Uncle Wiggily started to climb into the basket.

“Wait! Wait!” called the monkey gentleman, who had sold him the toy balloons.

“What is the matter?” asked Uncle Wiggily.

“You had better take some soft sofa cushions in with you,” spoke the monkey gentleman. “You—you might fall in your airship, you know,” he whispered, sort of bashful like, “and the cushions would be a good thing to fall on.”

“I believe you are right,” Uncle Wiggily answered. “Thank you! I’ll take a few.”

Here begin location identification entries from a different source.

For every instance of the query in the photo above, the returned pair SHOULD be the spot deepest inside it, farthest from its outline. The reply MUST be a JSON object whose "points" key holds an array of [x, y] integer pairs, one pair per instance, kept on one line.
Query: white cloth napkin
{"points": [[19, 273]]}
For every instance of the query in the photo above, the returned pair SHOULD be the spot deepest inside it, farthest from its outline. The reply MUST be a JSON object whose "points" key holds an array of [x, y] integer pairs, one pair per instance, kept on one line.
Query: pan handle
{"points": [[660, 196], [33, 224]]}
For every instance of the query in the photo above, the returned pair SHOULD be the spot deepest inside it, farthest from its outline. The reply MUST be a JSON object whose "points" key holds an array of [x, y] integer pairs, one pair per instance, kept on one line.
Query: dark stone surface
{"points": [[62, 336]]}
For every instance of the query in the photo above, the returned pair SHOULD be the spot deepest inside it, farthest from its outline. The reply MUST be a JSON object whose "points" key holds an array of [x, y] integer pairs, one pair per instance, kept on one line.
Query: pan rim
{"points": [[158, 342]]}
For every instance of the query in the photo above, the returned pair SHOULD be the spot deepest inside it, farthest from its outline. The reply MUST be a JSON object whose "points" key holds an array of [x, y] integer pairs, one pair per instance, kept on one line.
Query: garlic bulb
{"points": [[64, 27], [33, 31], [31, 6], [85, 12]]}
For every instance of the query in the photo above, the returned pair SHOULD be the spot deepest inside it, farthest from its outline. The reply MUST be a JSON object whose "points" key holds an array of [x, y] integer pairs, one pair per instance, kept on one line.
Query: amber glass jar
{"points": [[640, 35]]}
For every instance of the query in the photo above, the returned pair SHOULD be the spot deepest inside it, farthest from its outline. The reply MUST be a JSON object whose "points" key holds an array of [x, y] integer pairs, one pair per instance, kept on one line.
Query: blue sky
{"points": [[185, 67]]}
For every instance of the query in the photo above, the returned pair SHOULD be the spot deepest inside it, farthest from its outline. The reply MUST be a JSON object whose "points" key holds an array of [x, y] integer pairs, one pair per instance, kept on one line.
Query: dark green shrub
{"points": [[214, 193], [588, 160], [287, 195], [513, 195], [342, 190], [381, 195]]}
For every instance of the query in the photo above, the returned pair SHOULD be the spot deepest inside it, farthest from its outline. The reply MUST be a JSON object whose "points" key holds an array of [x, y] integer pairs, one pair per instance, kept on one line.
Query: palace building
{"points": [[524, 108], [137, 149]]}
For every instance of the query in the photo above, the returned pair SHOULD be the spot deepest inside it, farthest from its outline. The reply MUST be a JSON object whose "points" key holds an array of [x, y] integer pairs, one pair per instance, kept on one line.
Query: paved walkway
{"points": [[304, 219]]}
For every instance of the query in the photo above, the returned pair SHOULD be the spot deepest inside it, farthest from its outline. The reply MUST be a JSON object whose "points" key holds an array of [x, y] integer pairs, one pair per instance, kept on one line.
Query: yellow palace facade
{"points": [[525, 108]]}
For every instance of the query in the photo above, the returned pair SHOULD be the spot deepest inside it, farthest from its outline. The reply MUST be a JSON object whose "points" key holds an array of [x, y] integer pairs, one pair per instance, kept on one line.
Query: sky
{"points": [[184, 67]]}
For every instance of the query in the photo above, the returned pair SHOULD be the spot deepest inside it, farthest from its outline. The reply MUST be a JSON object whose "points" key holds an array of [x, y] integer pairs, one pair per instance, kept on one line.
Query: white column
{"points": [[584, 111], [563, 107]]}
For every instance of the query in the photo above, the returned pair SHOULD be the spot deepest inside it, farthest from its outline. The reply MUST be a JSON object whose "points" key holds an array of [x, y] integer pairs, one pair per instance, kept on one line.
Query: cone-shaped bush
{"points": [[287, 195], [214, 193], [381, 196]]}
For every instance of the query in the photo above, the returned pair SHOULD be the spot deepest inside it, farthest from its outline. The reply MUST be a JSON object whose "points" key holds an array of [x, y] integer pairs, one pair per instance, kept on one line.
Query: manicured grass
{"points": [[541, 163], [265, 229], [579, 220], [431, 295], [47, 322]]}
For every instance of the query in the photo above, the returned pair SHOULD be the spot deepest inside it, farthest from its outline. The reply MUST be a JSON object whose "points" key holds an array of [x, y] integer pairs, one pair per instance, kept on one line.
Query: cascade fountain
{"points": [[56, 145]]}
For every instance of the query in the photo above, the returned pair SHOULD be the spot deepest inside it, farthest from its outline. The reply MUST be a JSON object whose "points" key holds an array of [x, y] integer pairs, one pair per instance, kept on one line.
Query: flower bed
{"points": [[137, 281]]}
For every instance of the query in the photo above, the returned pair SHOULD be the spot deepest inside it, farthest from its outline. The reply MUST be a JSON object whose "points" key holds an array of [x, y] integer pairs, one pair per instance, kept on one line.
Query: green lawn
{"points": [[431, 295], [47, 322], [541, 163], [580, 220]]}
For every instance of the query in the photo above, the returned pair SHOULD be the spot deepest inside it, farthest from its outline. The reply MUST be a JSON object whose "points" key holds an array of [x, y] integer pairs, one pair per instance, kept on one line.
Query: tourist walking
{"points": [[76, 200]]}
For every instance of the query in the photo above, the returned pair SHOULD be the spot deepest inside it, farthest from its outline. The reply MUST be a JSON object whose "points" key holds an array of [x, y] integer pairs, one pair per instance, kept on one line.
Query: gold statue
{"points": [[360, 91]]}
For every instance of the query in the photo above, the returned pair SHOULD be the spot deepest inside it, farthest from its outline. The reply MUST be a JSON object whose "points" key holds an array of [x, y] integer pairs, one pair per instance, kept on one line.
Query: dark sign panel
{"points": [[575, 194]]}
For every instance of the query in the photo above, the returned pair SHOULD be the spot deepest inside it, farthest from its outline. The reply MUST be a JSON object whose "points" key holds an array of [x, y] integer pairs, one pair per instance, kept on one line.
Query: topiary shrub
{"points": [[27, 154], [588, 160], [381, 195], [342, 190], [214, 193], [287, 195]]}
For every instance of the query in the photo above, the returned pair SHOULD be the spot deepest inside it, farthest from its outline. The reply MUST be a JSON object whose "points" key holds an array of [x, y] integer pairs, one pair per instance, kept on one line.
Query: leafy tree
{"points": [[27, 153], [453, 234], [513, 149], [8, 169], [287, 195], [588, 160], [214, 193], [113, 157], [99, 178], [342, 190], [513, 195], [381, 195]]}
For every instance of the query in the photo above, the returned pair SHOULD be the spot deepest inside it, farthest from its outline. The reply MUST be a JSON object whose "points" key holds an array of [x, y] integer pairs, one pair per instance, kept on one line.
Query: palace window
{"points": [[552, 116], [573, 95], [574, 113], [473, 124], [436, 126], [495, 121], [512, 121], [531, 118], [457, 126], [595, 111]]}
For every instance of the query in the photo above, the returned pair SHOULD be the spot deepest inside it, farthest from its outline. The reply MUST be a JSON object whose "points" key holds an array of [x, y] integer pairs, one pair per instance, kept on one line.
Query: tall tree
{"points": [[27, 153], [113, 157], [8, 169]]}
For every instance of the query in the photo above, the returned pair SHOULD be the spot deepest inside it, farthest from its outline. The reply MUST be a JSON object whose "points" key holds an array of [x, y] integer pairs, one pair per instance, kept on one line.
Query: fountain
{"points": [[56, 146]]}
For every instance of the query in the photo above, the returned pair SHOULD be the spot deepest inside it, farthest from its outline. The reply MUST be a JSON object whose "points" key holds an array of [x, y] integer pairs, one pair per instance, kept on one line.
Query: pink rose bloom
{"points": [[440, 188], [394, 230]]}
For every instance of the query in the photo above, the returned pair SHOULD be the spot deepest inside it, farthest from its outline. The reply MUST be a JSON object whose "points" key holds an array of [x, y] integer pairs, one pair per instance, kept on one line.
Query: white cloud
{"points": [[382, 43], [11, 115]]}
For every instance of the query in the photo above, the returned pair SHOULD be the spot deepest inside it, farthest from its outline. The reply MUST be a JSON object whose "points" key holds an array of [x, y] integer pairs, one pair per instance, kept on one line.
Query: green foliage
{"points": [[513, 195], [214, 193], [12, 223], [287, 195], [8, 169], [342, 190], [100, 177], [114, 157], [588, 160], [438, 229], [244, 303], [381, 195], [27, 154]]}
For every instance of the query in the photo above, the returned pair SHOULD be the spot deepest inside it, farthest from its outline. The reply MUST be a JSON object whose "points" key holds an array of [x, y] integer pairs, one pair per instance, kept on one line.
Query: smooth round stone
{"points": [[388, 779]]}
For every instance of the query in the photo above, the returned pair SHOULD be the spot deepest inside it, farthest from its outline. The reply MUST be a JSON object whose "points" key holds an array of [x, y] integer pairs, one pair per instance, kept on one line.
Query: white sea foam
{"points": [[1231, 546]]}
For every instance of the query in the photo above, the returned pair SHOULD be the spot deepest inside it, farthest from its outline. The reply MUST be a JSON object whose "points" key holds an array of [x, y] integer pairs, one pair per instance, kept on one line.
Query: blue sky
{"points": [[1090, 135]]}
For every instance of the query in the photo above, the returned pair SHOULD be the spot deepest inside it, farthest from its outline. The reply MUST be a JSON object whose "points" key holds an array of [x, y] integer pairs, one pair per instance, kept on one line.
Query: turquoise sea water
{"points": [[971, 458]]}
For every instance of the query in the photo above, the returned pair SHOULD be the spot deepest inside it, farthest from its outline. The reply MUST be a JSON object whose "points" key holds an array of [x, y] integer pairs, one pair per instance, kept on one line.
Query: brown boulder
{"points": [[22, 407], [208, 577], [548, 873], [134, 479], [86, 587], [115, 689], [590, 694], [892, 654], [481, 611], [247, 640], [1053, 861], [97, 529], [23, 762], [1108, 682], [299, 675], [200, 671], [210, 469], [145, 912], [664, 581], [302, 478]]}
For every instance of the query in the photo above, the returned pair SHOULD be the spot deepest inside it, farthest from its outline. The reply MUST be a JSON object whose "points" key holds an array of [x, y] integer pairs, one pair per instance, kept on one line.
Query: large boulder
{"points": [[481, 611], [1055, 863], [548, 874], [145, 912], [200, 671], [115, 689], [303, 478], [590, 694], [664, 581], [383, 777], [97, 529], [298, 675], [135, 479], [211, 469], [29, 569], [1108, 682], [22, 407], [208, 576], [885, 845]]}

So he put some sofa cushions in the clothes basket.

“Now I am ready!” he called. “Please take off the clothes-pins and I will go up. I am going to sail like the airship-birdmen I read of in the newspaper this morning.”

The monkey gentleman took the clothes-pins off the ropes that held down Uncle Wiggily’s airship and pop-up it went, lifted by the toy balloons—red, green, blue, orange and skilligimink color.

“Now, here I go!” cried the rabbit gentleman, as he started the electric fan. And, surely enough, through the air he sailed, as nicely as you please, right above the tree tops, in his new airship he flew.

“Oh, this is great!” cried Uncle Wiggily. Pretty soon he was right over his house. “I’m always going to travel this way, from now on,” he said. “Airships are fine.”

And then, all of a sudden, something happened. Mother Goose, who happened to be flying through the air on a broomstick, that day, accidentally dropped a paper of pins she had just bought. They fell down with their sharp points on Uncle Wiggily’s balloons, that were fastened to the clothes-basket. The balloons burst, “Pop! Pop! Poppity! Pop! Pop!” and down fell the clothes-basket airship, Uncle Wiggily and all.

“Oh dear!” cried Mother Goose.

Right down in front of his own door Uncle Wiggily fell and only for the soft cushions he might have been hurt. As it was, his rheumatism was jarred up a little.

“Oh, my!” cried Nurse Jane Fuzzy Wuzzy, rushing out of the house. “What is this? What has happened, Wiggy?”

“Why, this is my new airship,” answered the rabbit gentleman, sort of dazed and puzzled like. “I just made it and I came along to surprise you.”

“Well, you surprised me all right,” said Nurse Jane. “Now, come in the house and I’ll rub your back with witch hazel. You must be all bruised! You had better leave airships alone after this.”

“I guess I had,” said Uncle Wiggily sadly.